To solve this problem, we can use a concept called the "Frobenius coin problem." In this problem, we want to find the largest number that cannot be expressed as a sum of multiples of given numbers.
In this case, the given numbers are 6, 9, and 20. We want to find the largest number of bitterballs that cannot be ordered in these portions.
Let's analyze the given options:
Option A) 43 - This option is the correct answer.
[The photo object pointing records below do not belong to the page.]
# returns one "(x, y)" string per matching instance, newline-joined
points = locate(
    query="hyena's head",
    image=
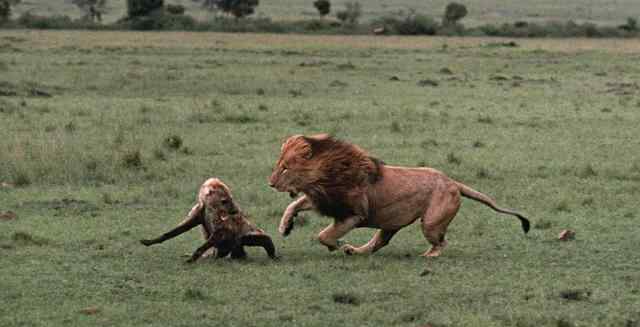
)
(215, 195)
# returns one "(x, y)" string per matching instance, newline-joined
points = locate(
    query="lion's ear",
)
(317, 143)
(319, 137)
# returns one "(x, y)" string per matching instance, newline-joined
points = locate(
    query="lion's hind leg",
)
(379, 240)
(442, 209)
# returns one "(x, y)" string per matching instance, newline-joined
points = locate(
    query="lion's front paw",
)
(349, 249)
(146, 242)
(285, 228)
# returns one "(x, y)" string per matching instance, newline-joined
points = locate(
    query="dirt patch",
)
(621, 88)
(8, 215)
(575, 295)
(345, 298)
(26, 239)
(29, 89)
(64, 206)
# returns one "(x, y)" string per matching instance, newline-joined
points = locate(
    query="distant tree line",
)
(156, 15)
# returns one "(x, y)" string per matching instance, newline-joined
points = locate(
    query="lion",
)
(224, 225)
(340, 180)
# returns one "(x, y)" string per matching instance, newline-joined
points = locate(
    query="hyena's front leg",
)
(193, 219)
(286, 222)
(262, 240)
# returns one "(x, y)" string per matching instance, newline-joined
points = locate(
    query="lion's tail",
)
(470, 193)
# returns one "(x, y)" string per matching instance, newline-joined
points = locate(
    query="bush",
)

We can express 43 as a sum of multiples of 6, 9, and 20. For example, we can order 6 bitterballs (6 * 7 = 42) and add an extra 1 bitterball to make a total of 43.
Option B) 46 - We can express 46 as a sum of multiples of 6, 9, and 20. For example, we can order 9 bitterballs (9 * 5 = 45) and add an extra bitterball to make a total of 46.
Option C) 76 - We can express 76 as a sum of multiples of 6, 9, and 20. For example, we can order 20 bitterballs (20 * 3 = 60), 9 bitterballs (9 * 1 = 9), and 6 bitterballs (6 * 1 = 6) to make a total of 76.
Option D) 79 - We can express 79 as a sum of multiples of 6, 9, and 20. For example, we can order 20 bitterballs (20 * 3 = 60), 9 bitterballs (9 * 1 = 9), and 6 bitterballs (6 * 1 = 6) to make a total of 79.
Therefore, the correct answer is option A) 43. This option is correct because it is the largest number that cannot be ordered in portions of 6, 9, or 20.